McDonald met McClintic twice as she was buying OxyContin from McClintic’s mother, though she said her boyfriend James Goris bought drugs from the McClintics more frequently.

In her words: “Just remember her because she was the prettiest, most beautiful little girl in the world,” McDonald in May 2009 after Rafferty and McClintic were charged.

Rodney Stafford

Age 36, Tori’s father

Rodney Stafford has emerged as the family spokesman, a fixture of post-testimony media scrums outside the courthouse throughout the trial. He says he wants people to remember Tori and be aware of the dangers children can face.

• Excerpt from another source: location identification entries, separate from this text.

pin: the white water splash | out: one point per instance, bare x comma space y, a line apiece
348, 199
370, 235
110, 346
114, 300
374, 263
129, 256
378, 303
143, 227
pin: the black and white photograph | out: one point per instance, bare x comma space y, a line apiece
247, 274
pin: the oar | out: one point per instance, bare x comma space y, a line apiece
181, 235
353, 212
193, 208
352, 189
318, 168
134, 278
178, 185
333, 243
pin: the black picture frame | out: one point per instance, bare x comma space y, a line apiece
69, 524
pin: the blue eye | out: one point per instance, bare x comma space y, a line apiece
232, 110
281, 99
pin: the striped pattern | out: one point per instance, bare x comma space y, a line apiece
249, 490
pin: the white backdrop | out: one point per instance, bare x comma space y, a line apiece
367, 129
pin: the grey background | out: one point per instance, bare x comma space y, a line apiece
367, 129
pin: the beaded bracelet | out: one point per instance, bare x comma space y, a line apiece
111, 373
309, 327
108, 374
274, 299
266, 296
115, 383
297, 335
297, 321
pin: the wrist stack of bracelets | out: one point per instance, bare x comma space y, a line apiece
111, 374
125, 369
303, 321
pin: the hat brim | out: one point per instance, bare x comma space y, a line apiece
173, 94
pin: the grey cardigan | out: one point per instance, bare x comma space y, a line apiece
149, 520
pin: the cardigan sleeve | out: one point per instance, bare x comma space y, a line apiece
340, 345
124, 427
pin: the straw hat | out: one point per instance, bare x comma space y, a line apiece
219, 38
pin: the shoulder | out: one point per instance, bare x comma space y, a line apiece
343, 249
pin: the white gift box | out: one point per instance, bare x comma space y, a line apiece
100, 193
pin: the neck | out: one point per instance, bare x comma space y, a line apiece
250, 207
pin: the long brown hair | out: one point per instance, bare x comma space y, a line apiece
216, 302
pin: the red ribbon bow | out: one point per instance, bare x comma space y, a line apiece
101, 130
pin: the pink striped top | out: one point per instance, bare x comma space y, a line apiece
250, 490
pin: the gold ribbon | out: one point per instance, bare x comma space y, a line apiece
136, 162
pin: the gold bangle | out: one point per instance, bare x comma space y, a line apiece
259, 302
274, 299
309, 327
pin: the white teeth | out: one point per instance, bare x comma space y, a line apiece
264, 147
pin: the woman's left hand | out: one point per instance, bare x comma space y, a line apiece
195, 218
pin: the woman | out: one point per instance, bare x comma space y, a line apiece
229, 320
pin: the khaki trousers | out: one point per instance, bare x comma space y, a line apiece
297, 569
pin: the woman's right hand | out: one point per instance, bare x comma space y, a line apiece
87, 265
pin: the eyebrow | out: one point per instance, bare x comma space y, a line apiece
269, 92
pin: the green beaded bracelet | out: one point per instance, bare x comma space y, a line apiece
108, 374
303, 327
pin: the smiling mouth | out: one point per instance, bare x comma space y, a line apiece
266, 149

He and McDonald are estranged and spent the trial sitting with their families in different sections of the courtroom.

Stafford has admitted he wasn’t always around for his kids and completed the last of his high school credits while Tori was missing.

To honour his daughter’s memory, Stafford embarked upon a bike ride in 2009 from Woodstock, Ont., to Edmonton, where Tori had taken a trip with relatives the previous year. He raised money for Child Find Ontario.

The following summer, he made the same trip in reverse, from Edmonton to Woodstock, this time alongside his son Daryn, who Stafford says lost his best friend in Tori.

In his words: “It’s not about Rafferty, it’s about the little girl who lost her life,” Stafford said outside court on the first day of Rafferty’s trial.

Name: Det. Staff Sgt. Jim Smyth

Veteran provincial police officer who took McClintic’s confession, discovered Tori’s remains

In policing since 1989, Smyth was already an experienced investigator when he was summoned to assist in the Tori Stafford case.

At the outset of his May 19 interview with McClintic, she continued to insist she’d had nothing to do with Tori’s disappearance. By the end of the 3 1/2-hour interview, however, Smyth had extracted a confession.

She wanted to help find Tori’s remains, so that night Smyth and three other officers drove her around as she pointed out familiar landmarks. Rafferty was arrested that same day and interrogated by Smyth that same night.

When Rafferty’s cellphone records showed a call from April 8, 2009, near Mount Forest, Ont., Smyth went for a drive in the area. Acting on a hunch based on what McClintic had described, he turned down a rural laneway; on July 19, he discovered Tori’s remains.

Smyth has since been promoted to the criminal profiling unit of the behavioural sciences section of the provincial police. On his last day as part of the Tori Stafford investigation, he attended her private funeral.

In his words: “Eight years old, Mike. Eight years old, buddy…. All she wanted to do was go home and have a little party for her friends because her mom just redecorated her room for her. That’s pure evil, bud. And that’s all I’ve seen for the last three hours, is pure evil from you.” — Smyth during his interrogation of Rafferty.